Date of Award
Master of Science
Arnold Saxton, Elissa Chesler, Brynn Voy
The thresholding problem is important in today’s data-rich research scenario. A threshold is a well-defined point in the data distribution beyond which the data is highly likely to have scientific meaning. The selection of threshold is crucial since it heavily influences any downstream analysis and inferences made there from.
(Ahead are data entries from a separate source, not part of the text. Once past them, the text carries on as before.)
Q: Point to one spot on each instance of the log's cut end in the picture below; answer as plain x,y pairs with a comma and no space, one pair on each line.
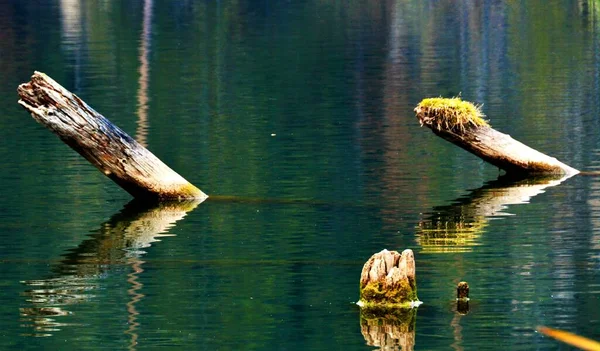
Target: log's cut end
462,123
388,282
390,332
450,114
112,151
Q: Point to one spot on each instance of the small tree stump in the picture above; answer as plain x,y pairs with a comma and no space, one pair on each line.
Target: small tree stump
104,145
462,124
388,281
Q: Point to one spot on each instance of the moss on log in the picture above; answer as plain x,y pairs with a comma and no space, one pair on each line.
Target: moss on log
388,282
462,124
106,146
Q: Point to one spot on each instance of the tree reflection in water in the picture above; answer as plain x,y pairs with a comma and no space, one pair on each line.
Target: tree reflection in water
457,227
118,243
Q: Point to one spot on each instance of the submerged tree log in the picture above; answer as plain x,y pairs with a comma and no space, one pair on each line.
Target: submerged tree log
103,144
388,282
462,124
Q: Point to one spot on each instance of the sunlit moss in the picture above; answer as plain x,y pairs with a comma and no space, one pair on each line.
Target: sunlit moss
379,298
449,114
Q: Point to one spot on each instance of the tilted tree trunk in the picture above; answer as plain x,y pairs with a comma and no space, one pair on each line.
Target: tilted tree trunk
460,123
103,144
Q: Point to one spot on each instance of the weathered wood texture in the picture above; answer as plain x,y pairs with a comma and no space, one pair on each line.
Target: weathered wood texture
103,144
388,280
498,149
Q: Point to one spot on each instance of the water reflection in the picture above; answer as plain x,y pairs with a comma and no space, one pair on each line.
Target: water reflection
142,96
117,243
393,332
458,227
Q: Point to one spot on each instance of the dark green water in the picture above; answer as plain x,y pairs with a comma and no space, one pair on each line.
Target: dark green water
296,117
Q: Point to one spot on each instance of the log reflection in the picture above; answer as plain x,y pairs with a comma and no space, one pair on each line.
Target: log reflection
458,227
394,332
115,247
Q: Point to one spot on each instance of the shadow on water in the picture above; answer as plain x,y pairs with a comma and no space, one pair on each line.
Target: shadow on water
117,245
458,227
453,228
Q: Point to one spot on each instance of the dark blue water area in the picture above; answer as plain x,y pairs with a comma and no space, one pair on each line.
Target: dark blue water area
296,118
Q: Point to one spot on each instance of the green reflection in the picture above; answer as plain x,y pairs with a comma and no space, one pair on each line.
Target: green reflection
394,331
458,227
118,242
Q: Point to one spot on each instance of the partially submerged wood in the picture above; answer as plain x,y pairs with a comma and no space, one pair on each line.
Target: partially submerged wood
462,124
107,147
388,282
462,298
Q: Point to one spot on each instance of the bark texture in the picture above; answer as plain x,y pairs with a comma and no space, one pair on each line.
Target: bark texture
388,280
496,148
103,144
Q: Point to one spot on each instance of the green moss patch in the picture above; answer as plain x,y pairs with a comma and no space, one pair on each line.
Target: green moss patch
450,114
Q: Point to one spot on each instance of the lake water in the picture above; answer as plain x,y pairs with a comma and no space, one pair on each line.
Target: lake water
297,119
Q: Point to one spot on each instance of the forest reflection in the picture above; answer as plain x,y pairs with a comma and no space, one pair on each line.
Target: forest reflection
458,227
118,243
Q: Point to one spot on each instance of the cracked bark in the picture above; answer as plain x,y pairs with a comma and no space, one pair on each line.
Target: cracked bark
104,145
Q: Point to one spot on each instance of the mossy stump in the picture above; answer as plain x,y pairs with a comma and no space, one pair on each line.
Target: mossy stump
388,282
463,124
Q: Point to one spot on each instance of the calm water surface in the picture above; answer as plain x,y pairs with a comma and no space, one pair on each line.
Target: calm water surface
296,117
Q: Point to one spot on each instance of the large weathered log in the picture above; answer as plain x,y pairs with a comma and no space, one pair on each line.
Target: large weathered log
461,123
103,144
388,281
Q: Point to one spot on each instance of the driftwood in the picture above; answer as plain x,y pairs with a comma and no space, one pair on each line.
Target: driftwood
461,123
462,298
103,144
388,281
116,246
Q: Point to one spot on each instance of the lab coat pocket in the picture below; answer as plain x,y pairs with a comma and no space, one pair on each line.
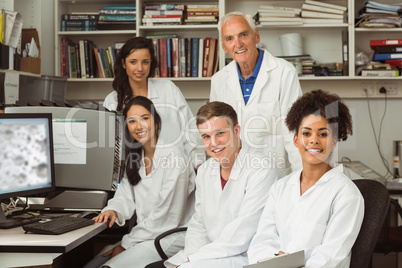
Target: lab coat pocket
262,121
311,233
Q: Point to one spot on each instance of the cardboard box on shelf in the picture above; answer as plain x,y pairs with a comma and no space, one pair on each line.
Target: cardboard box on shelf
30,64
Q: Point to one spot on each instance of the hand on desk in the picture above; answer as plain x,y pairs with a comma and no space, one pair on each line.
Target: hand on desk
114,251
108,215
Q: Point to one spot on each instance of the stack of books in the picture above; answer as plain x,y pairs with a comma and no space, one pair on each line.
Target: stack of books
316,12
185,57
277,15
82,59
79,22
387,51
377,15
377,69
202,14
117,18
163,14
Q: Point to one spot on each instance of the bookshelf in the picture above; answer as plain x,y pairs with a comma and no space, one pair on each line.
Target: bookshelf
323,42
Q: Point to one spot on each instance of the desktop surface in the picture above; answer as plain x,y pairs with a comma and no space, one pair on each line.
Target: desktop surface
16,240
A legitimate threshold is one that is not arbitrary but scientifically well grounded, data-dependent and best segregates the information-rich and noisy sections of data. Although the thresholding problem is not restricted to any particular field of study, little research has been done. This study investigates the problem in context of network-based analysis of transcriptomic data. Six conceptually diverse algorithms – based on number of maximal cliques, correlations of control spots with genes, top 1% of correlations, spectral graph clustering, Bonferroni correction of p-values and statistical power – are used to threshold the gene correlation matrices of three time-series microarray datasets and tested for stability and validity. Stability or reliability of the first four algorithms towards thresholding is tested upon block bootstrapping of arrays in the datasets and comparing the estimated thresholds against the bootstrap threshold distributions. Validity of thresholding algorithms is tested by comparison of the estimated thresholds against threshold based on biological information. Thresholds based on the modular basis of gene networks are concluded to perform better both in terms of stability as well as validity. Future challenges to research the problem have been identified. Although the study utilizes transcriptomic data for analysis, we assert its applicability to thresholding across various fields.
Borate, Bhavesh Ram, "Comparative Analysis of Thresholding Algorithms for Microarray-derived Gene Correlation Matrices. " Master's Thesis, University of Tennessee, 2008.